Economic concepts based on incremental change

In economics, marginal concepts are associated with a specific change in the quantity used of a good or service, as opposed to some notion of the over-all significance of that class of good or service, or of some total quantity thereof.

== Marginality ==

Constraints are conceptualized as a border or margin. The location of the margin for any individual corresponds to his or her endowment, broadly conceived to include opportunities. This endowment is determined by many things including physical laws (which constrain how forms of energy and matter may be transformed), accidents of nature (which determine the presence of natural resources), and the outcomes of past decisions made both by others and by the individual himself or herself.

A value that holds true given particular constraints is a marginal value. A change that would be affected as or by a specific loosening or tightening of those constraints is a marginal change, as large as the smallest relevant division of that good or service. For reasons of tractability, it is often assumed in neoclassical analysis that goods and services are continuously divisible. In such context, a marginal change may be an infinitesimal change or a limit. However, strictly speaking, the smallest relevant division may be quite large.

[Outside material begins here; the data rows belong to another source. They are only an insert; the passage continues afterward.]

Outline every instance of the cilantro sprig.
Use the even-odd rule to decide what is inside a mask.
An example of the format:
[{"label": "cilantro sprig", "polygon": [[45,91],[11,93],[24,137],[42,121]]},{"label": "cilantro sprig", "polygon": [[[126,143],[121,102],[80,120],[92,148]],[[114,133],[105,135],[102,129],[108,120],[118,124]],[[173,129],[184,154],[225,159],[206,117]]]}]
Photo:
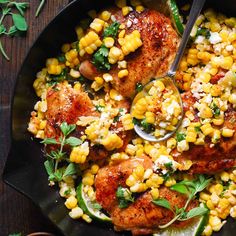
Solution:
[{"label": "cilantro sprig", "polygon": [[64,177],[73,175],[77,173],[78,168],[74,163],[69,163],[65,168],[58,168],[58,165],[62,161],[67,160],[67,153],[64,152],[64,146],[69,145],[71,147],[78,146],[82,141],[76,137],[68,137],[76,128],[76,125],[69,125],[66,122],[63,122],[60,125],[62,132],[59,140],[55,138],[45,138],[41,143],[46,145],[58,145],[59,148],[52,150],[50,153],[47,153],[48,160],[44,162],[45,169],[48,174],[48,179],[50,181],[61,181]]},{"label": "cilantro sprig", "polygon": [[175,209],[172,208],[170,202],[165,198],[159,198],[157,200],[153,200],[152,202],[155,205],[164,207],[168,210],[171,210],[174,213],[174,217],[165,225],[160,225],[159,228],[164,229],[169,227],[175,221],[185,221],[189,220],[196,216],[202,216],[208,212],[208,209],[202,206],[198,206],[192,208],[189,211],[186,211],[189,203],[195,199],[196,194],[203,191],[208,184],[211,182],[211,178],[207,179],[204,175],[199,175],[197,179],[190,181],[190,180],[183,180],[175,185],[171,186],[171,190],[179,192],[181,194],[187,195],[187,201],[182,208],[178,208],[175,206]]},{"label": "cilantro sprig", "polygon": [[116,191],[116,197],[119,201],[119,208],[126,208],[134,202],[134,197],[128,188],[119,186]]}]

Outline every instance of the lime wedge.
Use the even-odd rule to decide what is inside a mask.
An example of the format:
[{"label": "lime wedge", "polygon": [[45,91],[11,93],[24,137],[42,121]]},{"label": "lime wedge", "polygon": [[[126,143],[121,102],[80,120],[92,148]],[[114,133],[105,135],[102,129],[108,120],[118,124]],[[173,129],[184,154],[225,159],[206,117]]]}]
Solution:
[{"label": "lime wedge", "polygon": [[80,183],[76,189],[77,199],[81,209],[92,219],[102,222],[111,222],[111,218],[94,207],[87,194],[85,194],[84,185]]},{"label": "lime wedge", "polygon": [[180,14],[179,14],[179,9],[178,9],[178,6],[175,2],[175,0],[168,0],[167,1],[167,5],[170,9],[170,13],[171,13],[171,18],[172,18],[172,21],[175,25],[175,28],[176,30],[178,31],[178,33],[180,35],[183,34],[184,32],[184,26],[181,22],[181,17],[180,17]]},{"label": "lime wedge", "polygon": [[[206,207],[200,204],[201,207]],[[200,217],[195,217],[193,222],[184,228],[169,227],[161,230],[153,236],[200,236],[208,222],[208,214]]]}]

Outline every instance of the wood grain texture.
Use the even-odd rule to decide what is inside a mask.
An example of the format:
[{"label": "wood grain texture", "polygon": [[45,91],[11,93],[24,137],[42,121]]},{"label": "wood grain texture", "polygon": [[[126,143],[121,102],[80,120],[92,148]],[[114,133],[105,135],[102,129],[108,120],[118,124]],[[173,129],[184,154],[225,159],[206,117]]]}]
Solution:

== Some important marginal concepts ==

The marginal use of a good or service is the specific use to which an agent would put a given increase, or the specific use of the good or service that would be abandoned in response to a given decrease.

The marginal utility of a good or service is the utility of the specific use to which an agent would put a given increase in that good or service, or of the specific use that would be abandoned in response to a given decrease. In other words, marginal utility is the utility of the marginal use.

The marginal rate of substitution is the rate of substitution that is the least favorable rate, at the margin, at which an agent is willing to exchange units of one good or service for units of another.

A marginal benefit is a benefit (howsoever ranked or measured) associated with a marginal change.

The term “marginal cost” may refer to an opportunity cost at the margin, or more narrowly to marginal pecuniary cost — that is to say marginal cost measured by forgone cash flow.

Other marginal concepts include (but are not limited to):
- marginal physical product (sometimes also known as “marginal product”)
  - marginal product of labor
  - marginal product of capital
- marginal rate of transformation, the rate at which one output or result must be sacrificed in order to increase another output or result
- marginal revenue product
- marginal propensity to save and consume
- marginal tax rate
- marginal efficiency of capital

Marginalism is the use of marginal concepts to explain economic phenomena.

The related concept of elasticity is the ratio of the incremental percentage change in one variable with respect to an incremental percentage change in another variable.